GAZ, PHOSPHATES, SOUVERAINETÉ... : Ousmane Sonko promet la rupture et met en garde les “politiciens véreux”




 
 
 
À Guinguinéo, dernière étape de sa tournée départementale, le président du Pastef a livré un discours offensif, mêlant souveraineté économique, discipline politique et fermeté sécuritaire. Face aux militants et sympathisants, Ousmane Sonko a réaffirmé sa volonté de reprendre le contrôle total des ressources naturelles du Sénégal, tout en avertissant ceux qu’il accuse de vouloir déstabiliser l’État.
 
 
La commune de Guinguinéo a servi de point d’orgue à la tournée politique du président de Pastef Ousmane Sonko dans le département éponyme. Devant une foule de militants et de sympathisants, le chef de file des patriotes a dressé un large panorama des priorités de son action politique, tout en justifiant les choix difficiles opérés depuis leur accession au pouvoir.
Dans son message, le président de Pastef et non moins Premier ministre a confié «avoir prié le bon Dieu pour laisser une empreinte durable dans l’histoire du Sénégal». Selon lui, «le Sénégal doit sortir d’un discours illusoire sur une richesse qui, en réalité, n’existe pas encore pour la majorité de la population». Il a ainsi appelé les Sénégalais à «redescendre sur terre et à engager une lutte collective pour créer cette richesse, en s’appuyant notamment sur les ressources naturelles et minières du pays».
 
 
 
Renégocier les contrats du gaz et des phosphates…
 
Au cœur de son discours, la question de la souveraineté économique a occupé une place centrale. Ousmane Sonko a accusé les régimes précédents «d’avoir signé de mauvais contrats au détriment des intérêts du peuple sénégalais». Il a affirmé «travailler sans relâche à leur renégociation, quitte à affronter de fortes résistances». À Guinguinéo, il a fait une révélation : «le champ gazier Yaakaar-Teranga devrait prochainement revenir entièrement sous le contrôle de l’État sénégalais. Les discussions sont à un stade très avancé.

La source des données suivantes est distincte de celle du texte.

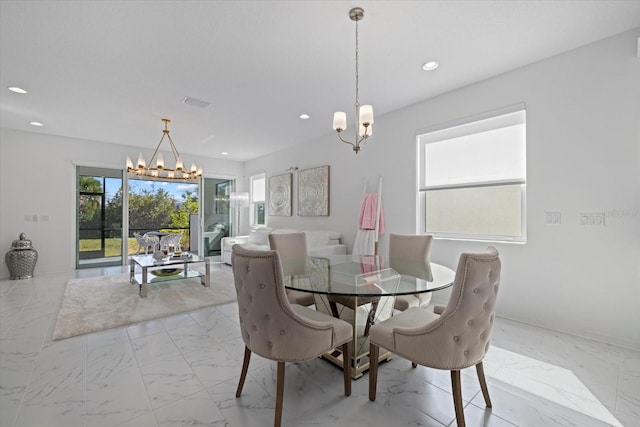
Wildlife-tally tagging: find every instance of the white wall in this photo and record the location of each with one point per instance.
(25, 191)
(583, 155)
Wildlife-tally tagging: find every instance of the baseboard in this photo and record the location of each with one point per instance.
(630, 345)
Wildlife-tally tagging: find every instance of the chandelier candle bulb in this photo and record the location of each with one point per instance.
(366, 130)
(141, 162)
(339, 121)
(366, 114)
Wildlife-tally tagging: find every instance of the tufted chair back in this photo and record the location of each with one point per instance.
(409, 254)
(276, 329)
(292, 248)
(457, 338)
(460, 337)
(269, 325)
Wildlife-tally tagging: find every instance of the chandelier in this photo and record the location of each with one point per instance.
(159, 170)
(364, 113)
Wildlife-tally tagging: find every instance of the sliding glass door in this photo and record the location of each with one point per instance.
(217, 214)
(98, 217)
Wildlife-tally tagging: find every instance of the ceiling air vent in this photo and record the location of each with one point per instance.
(196, 102)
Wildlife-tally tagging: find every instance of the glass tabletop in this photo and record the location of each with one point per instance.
(150, 261)
(350, 275)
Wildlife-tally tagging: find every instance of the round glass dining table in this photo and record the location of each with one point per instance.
(361, 290)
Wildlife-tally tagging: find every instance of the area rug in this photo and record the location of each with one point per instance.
(98, 303)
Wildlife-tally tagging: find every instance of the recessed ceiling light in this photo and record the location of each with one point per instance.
(430, 65)
(17, 89)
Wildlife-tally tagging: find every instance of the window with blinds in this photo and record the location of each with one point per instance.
(473, 178)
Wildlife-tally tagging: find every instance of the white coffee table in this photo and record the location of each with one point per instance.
(166, 269)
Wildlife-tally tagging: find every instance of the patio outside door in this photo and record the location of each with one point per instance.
(99, 217)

Il y a aussi des négociations qui sont en cours pour récupérer à 100% la gestion des phosphates». Il a dénoncé dans la foulée «une expropriation historique suivie d’une dépendance chronique à l’aide internationale», s’est-il désolé.
 
 
 
Un souverainisme assumé face aux pressions extérieures
 
Ousmane Sonko n’a pas éludé les tensions avec certains partenaires internationaux. Il a affirmé que «la ligne souverainiste défendue ne plaît pas aux puissances occidentales. C’est ce qui explique le refus du Fonds monétaire international de financer le Sénégal». Pour lui, «cette situation exige un soutien populaire massif. J’appelle les Sénégalais à rester mobilisés afin de montrer au monde que le pays est déterminé à exercer pleinement sa souveraineté». Selon lui, «seule une création endogène de richesses permettra au Sénégal de sortir durablement de la pauvreté, à l’image des trajectoires empruntées par les pays occidentaux, asiatiques et américains», peste-t-il.
 
 
 
Réorienter les priorités du développement
 
Dans un ton critique, Ousmane Sonko a remis en question certaines orientations du passé, notamment les investissements massifs réalisés à Diamniadio. Sans nier leur importance, il a estimé qu’«une partie de ces ressources aurait dû être consacrée à l’agriculture et à la relance du chemin de fer Dakar–Tambacounda, que je considère comme un levier majeur de dynamisation économique des régions de l’intérieur», souligne-t-il.
 
Tolérance zéro face à l’insécurité et aux manipulations politiques
 
Sur le plan sécuritaire, Ousmane Sonko a reconnu un problème de discipline dans la société sénégalaise, particulièrement visible sur les réseaux sociaux. Il a néanmoins assuré que les agressions et actes de violence seront bientôt relégués au passé. Ainsi, il dit : «j’ai instruit le ministre de l’Intérieur de protéger les citoyens honnêtes et d’appliquer une politique de tolérance zéro». Aussi, Ousmane Sonko s’est adressé aux politiciens qu’il accuse «de financer des troubles, notamment dans les universités». Il les a prévenus qu’ils sont désormais sous surveillance et qu’ils répondront de leurs actes devant la justice.
Évoquant des tentatives de défiance lors de ses déplacements, il a rejeté toute responsabilité dans les rapports incriminant certains leaders locaux, affirmant que ces documents résultent de leur propre gouvernance passée.